Maze procedure. You’ll probably spend about a week in the hospital. You’ll spend the first few days in an intensive care unit (ICU) before being transferred to a normal room and eventually going home. It will take 6 to 8 weeks for you to fully recover, but you should be able to resume everyday activities in 2 to 3 weeks. In about four weeks, you should start to feel better. For around three months, you’ll most likely be on a blood thinner.

Mini maze. You’ll spend a few hours to a day in the ICU. You’ll most likely stay for two to four days in total.

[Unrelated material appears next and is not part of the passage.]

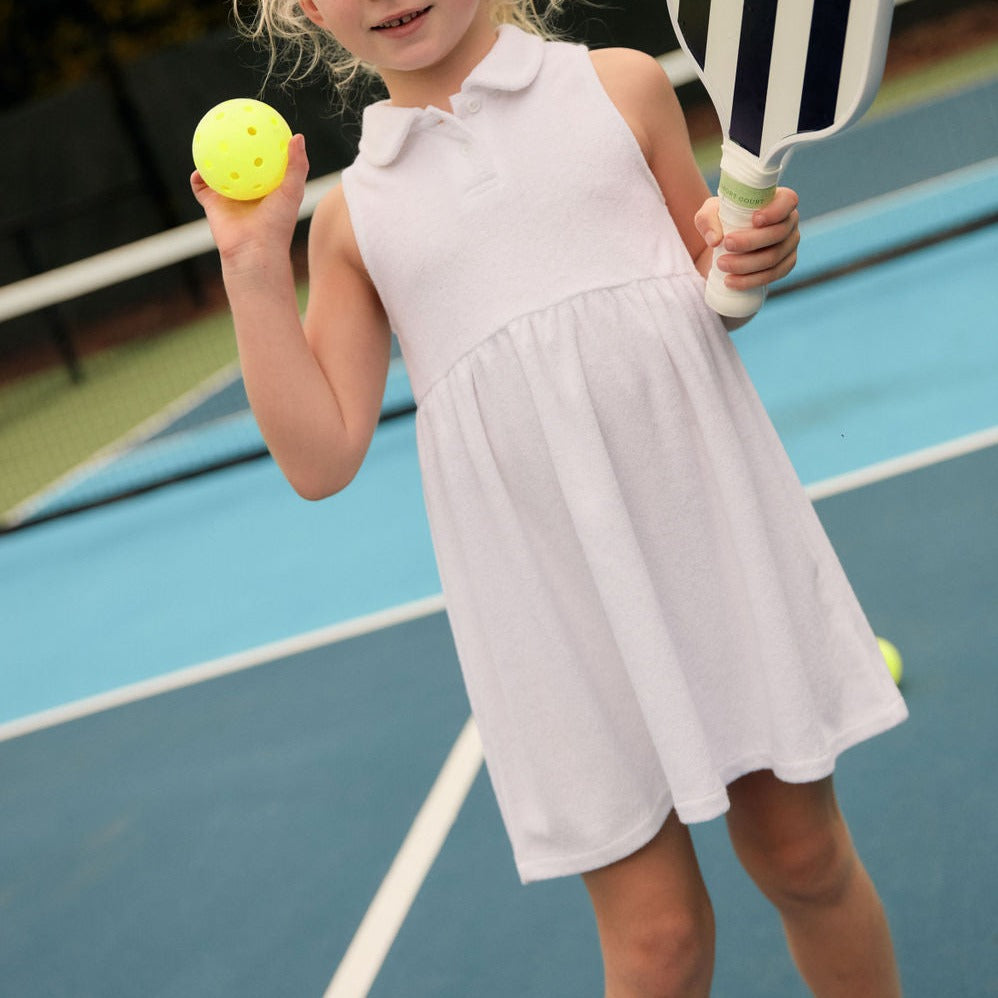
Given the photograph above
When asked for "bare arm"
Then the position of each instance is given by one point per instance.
(646, 100)
(315, 390)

Open-heart maze. This is a big operation. You’ll be in intensive care for a day or two, and you could be in the hospital for up to a week. You’ll feel exhausted and have chest pain at first. You should be able to return to work in about three months, but it could take up to six months to get back to normal. Once you’ve arrived at your house:

  • You would need someone to drive you around for a while. The doctor will inform you when you will be able to drive again.
  • At home, you’ll almost certainly need assistance.
  • The stitches will need to be removed in about ten days.
  • For a few weeks, avoid lifting anything heavy or doing strenous activities.

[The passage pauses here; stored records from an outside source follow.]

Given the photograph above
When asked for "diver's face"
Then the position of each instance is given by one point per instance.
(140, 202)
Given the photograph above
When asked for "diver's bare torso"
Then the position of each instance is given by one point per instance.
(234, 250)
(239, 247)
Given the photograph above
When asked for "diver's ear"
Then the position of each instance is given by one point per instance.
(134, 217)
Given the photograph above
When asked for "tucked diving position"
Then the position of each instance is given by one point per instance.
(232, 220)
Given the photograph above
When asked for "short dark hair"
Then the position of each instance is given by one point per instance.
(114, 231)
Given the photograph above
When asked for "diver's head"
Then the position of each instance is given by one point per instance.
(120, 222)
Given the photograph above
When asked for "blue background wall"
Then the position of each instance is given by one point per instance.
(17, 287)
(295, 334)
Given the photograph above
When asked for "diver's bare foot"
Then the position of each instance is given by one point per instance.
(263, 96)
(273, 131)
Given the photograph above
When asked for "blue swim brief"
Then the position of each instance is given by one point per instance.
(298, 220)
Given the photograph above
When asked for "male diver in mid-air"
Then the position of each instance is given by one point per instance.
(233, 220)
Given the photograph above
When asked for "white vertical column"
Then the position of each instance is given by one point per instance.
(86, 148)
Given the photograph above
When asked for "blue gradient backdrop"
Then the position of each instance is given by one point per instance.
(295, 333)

Convergent procedure. This normally necessitates a two- to a three-day hospital stay. The recovery process is close to that of catheter ablation.

Life after cardiac ablation

Catheter ablation will not cure your AF, but it will usually relieve your symptoms. Since it takes three months for the scars to develop, you will also have AF episodes during the first three months.

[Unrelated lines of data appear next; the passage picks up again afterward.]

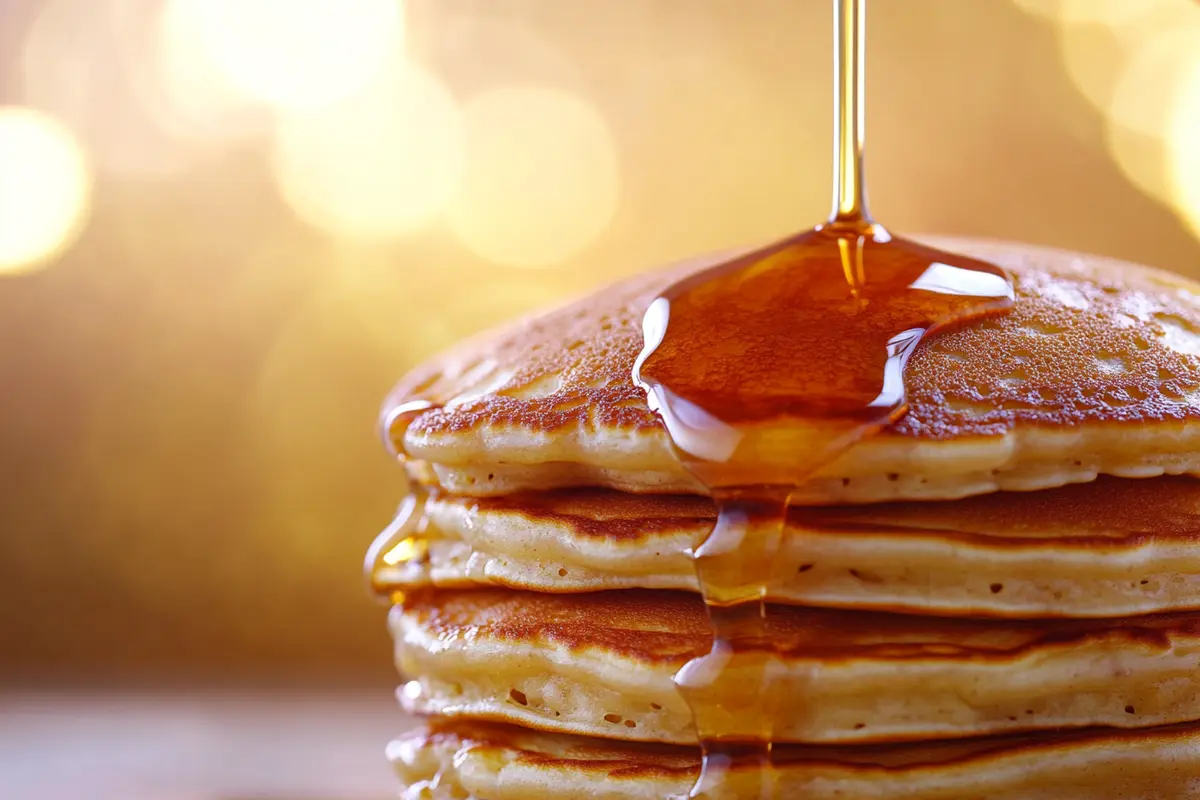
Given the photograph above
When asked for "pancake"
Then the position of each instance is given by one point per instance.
(1093, 372)
(1110, 548)
(601, 665)
(480, 762)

Possibly you would need another treatment to keep your heartbeat normal if you’ve had AF for a long time. You will also require medication for a few months after the operation to stabilise your heart rhythm.

The majority of people who undergo the maze treatment experience long-term relief from their symptoms. Many people may not need to take heart rhythm medication afterward.

Your doctor may advise you to make certain lifestyle changes to keep your heart safe, such as:

  • Consume a balanced diet that is low in salt and alcohol.
  • Stop smoking.
  • Maintain a healthy weight.
  • Increase your physical activity.
  • Stress and heavy feelings should be controlled as much as possible.


Referenced on 14/4/2021

  1. Stop “Maze Procedure: (Surgical Ablation),” “What to Expect After Cardiac Ablation,” “What to Expect After a Maze Procedure,” “What to Expect After Mini Maze Surgery.”
  2. Keck School of Medicine of USC: “Robotic-Assisted Maze Surgery.”
  3. Frankel Cardiovascular Center, Michigan Medicine: “Frequently Asked Questions: Catheter Ablation.”
  4. Inova Heart and Vascular Institute: “Frequently Asked Questions.”
  5. Johns Hopkins Medicine: “Atrial Fibrillation Surgery.”
  6. Lahey Hospital & Medical Center: “Convergent Procedure.”
  7. National Heart, Lung, and Blood Institute: “Catheter Ablation.”
  8. American Heart Association: “What is Atrial Fibrillation (AF or AF)?” “Non-surgical Procedures for Atrial Fibrillation (AF or AF),” “Treatment Guidelines of Atrial Fibrillation (AF or AF),” “Why Atrial Fibrillation (AF or AF) Matters,” “Ablation for Arrhythmias,” “Surgical Procedures for Atrial Fibrillation (AF or AF).”
  9. Cleveland Clinic: “Surgical Procedures for Atrial Fibrillation (MAZE),” “After Catheter Ablation,” “Heart Surgery for Atrial Fibrillation (MAZE): After the Procedure.”
  10. Heart Rhythm Society: “Symptoms of Atrial Fibrillation (AF),” “Types of Ablations.”
  11. University of Southern California Keck School of Medicine: “MAZE Procedure for Treatment of Atrial Fibrillation.”
  12. Verma, A. Circulation, published August 2005.
  13. Mayo Clinic: “Atrial Fibrillation: Symptoms,” “Atrial fibrillation ablation,” “Cardiac ablation.”
  14. Heart and Stroke Foundation of Canada: “Ablation.”